The United Nations Educational, Scientific and Cultural Organization (UNESCO) has issued a report that raises concerns about the impacts of tar sands development and the Site C hydroelectric dam on the Wood Buffalo National Park in Alberta.
The park is at the convergence of the Peace and Athabasca rivers and is considered the largest freshwater boreal delta on the planet.
The Canadian Press reports, “An United Nations agency has issued a warning about the environmental health of Canada’s largest national park. In a report released Friday [March 10], UNESCO says northern Alberta’s Wood Buffalo National Park is threatened by energy development, hydro dams and poor management. It warns that unless the area is better cared for, the park will be added to the list of World Heritage Sites in Danger.”
The article adds, “UNESCO inspectors visited the park in September and October [2016]. They came at the urging of First Nations, who have long expressed concern about the cumulative effects on the Peace-Athabasca Delta of hydro projects in British Columbia, tar sands development in Alberta and climate change, which is already changing the landscape. UNESCO says evidence suggests the tar sands are depositing contaminants in the air, water and land. It says toxins such as mercury are showing up in the food web via bird eggs and fish.”
Melody Lepine of the Mikisew Cree First Nation says, “The key issue is the declining water level. There’s mud flats everywhere and we just can’t get out on the land. When you can’t navigate on our river systems through our delta, it’s preventing us from exercising our rights and passing on our culture.”
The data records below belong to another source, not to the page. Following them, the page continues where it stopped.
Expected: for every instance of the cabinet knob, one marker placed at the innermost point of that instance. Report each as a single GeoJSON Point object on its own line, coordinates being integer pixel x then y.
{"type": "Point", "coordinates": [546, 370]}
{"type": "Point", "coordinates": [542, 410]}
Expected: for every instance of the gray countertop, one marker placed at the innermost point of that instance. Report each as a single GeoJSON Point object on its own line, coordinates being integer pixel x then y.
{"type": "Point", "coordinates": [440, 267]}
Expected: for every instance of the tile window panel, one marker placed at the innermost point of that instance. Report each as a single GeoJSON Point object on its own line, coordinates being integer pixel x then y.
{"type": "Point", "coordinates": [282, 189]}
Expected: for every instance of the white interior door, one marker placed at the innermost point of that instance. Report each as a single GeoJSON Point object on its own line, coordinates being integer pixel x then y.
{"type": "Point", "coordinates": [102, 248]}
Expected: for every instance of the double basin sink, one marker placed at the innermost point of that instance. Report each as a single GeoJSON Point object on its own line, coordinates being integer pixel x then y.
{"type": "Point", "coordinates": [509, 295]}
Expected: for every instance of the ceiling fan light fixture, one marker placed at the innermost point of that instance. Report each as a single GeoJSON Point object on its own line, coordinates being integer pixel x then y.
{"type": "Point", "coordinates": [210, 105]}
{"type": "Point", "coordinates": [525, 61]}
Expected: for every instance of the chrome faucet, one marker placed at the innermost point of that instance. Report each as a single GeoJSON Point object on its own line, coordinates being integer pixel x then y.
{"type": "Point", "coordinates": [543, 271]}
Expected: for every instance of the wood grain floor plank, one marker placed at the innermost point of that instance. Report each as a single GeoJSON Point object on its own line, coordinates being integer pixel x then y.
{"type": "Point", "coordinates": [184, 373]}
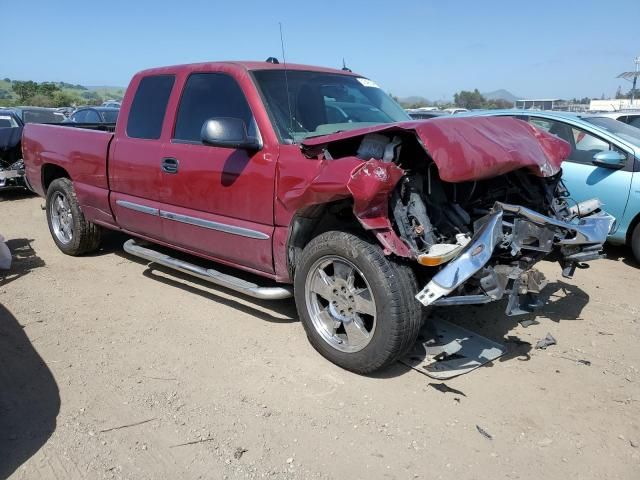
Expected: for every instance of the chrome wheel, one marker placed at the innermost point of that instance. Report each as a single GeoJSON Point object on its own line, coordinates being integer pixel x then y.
{"type": "Point", "coordinates": [340, 303]}
{"type": "Point", "coordinates": [61, 218]}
Notably, the Mikisew Cree First Nation won its legal challenge against C-38 and C-45, the Harper government’s omnibus legislation that removed federal protection for most of the waterways in their traditional territory. Federal Court Justice Roger Hughes ruled that the federal government should have consulted with First Nations before introducing the omnibus bills.
In 2015, given their concerns about the national park, UNESCO asked Canada not to make any development decisions that would be difficult to reverse.
Despite this, and ongoing First Nation legal challenges against the Site C dam, the Trudeau government still issued Navigation Protection Act and Fisheries Act permits in July 2016 that enabled the construction of the Site C dam in Treaty 8 territory to continue without free, prior and informed consent.
The Council of Canadians has argued that a restored Navigable Waters Protection Act must incorporate the obligation to obtain free, prior and informed consent (as recognized in the United Nations Declaration on the Rights of Indigenous Peoples), ensure that Indigenous treaty and water rights are respected, and that a nation-to-nation relationship is truly established.
Under the former Navigable Waters Protection Act, a waterway was considered “navigable” if a vessel such as a canoe was able to float across it. The legislation, first passed in 1882, eventually covered the impact of bridges, booms, dams, causeways, wharves, docks, piers and other structures. In 1906, the Supreme Court of Canada adopted the “floating canoe” threshold holding that any water that was navigable and floatable was within its scope. By 2002, the Navigable Waters Protection Act was described as a “federal statute designed to protect the public’s right to navigation and marine safety in the navigable waters of Canada.”
When the Harper government gutted the Act – removing pipelines and hydro-transmission lines from its scope – it delisted 2.25 million rivers and 31,000 lakes that had previously been covered by the Act.
The Council of Canadians calls on the Trudeau government to immediately restore the Navigable Waters Protection Act and to stop making the situation worse by approving pipelines, further tar sands development, and the Site C dam.